Cost and Sustainability of MA Reform

The United States has the highest health care costs in the world, with Massachusetts leading the country in health care costs per person. Premiums have steadily risen at rates above 10 percent per year, more than three times the rate of inflation. These trends are expected to continue in the coming years.

The Massachusetts plan lacks cost controls as well as any new revenue sources that could sustain a significant expansion in access to health care. Initial estimates of the costs and available revenue for the reform were wildly unrealistic. Planning for the law significantly underestimated the number of uninsured in the state. Revenues from the employer fine were estimated at $48 million per year, but fell vastly short, raising no funds the first year, and only $5 million the second year. Almost all funding is coming from the state general budget and federal matching grants: however, subsidies for low-income individuals are coming in hundreds of millions of dollars over budget each year, and the Bush administration is poised to cut federal matching funds.

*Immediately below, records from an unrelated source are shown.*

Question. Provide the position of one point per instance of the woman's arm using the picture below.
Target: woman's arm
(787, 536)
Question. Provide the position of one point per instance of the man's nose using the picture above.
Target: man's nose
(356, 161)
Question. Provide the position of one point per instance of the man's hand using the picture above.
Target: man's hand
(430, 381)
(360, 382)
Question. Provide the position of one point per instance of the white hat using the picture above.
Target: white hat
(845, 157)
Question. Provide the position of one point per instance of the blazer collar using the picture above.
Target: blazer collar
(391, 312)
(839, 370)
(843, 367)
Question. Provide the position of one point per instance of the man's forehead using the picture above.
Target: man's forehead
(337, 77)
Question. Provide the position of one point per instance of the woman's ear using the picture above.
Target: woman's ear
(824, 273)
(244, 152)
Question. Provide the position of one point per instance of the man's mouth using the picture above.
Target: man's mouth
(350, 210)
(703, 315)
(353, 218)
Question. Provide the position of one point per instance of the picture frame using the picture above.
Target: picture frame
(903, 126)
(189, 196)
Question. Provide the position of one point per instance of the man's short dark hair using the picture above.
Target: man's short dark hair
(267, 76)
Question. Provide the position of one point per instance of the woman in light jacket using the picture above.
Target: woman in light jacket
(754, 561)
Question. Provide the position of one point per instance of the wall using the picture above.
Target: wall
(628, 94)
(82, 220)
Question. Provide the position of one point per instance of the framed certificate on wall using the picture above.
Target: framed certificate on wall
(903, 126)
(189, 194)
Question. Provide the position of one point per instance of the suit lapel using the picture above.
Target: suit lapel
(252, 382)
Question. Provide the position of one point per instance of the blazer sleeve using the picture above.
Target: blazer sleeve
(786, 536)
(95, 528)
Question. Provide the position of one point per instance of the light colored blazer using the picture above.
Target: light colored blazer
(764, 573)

Failure to control costs not only threatens the sustainability of the reform law, but guarantees continued erosion of employer-sponsored health care for the insured population, and growing strain on state, municipal, business, and household budgets. Even those involved in the creation of the law are beginning to admit the problems with their reform. Massachusetts Senate President Therese Murray admitted that “if we do not constrain healthcare costs, the system we worked so hard to create and implement will collapse.” And John Kingsdale, the executive director of the Commonwealth Connector, announced that “if we have double-digit increases (annually in costs), health reform is not sustainable.”

Massachusetts spends enough to cover all residents with comprehensive health care benefits if we cut out waste in the system and use it for patient care. This will require more fundamental reform.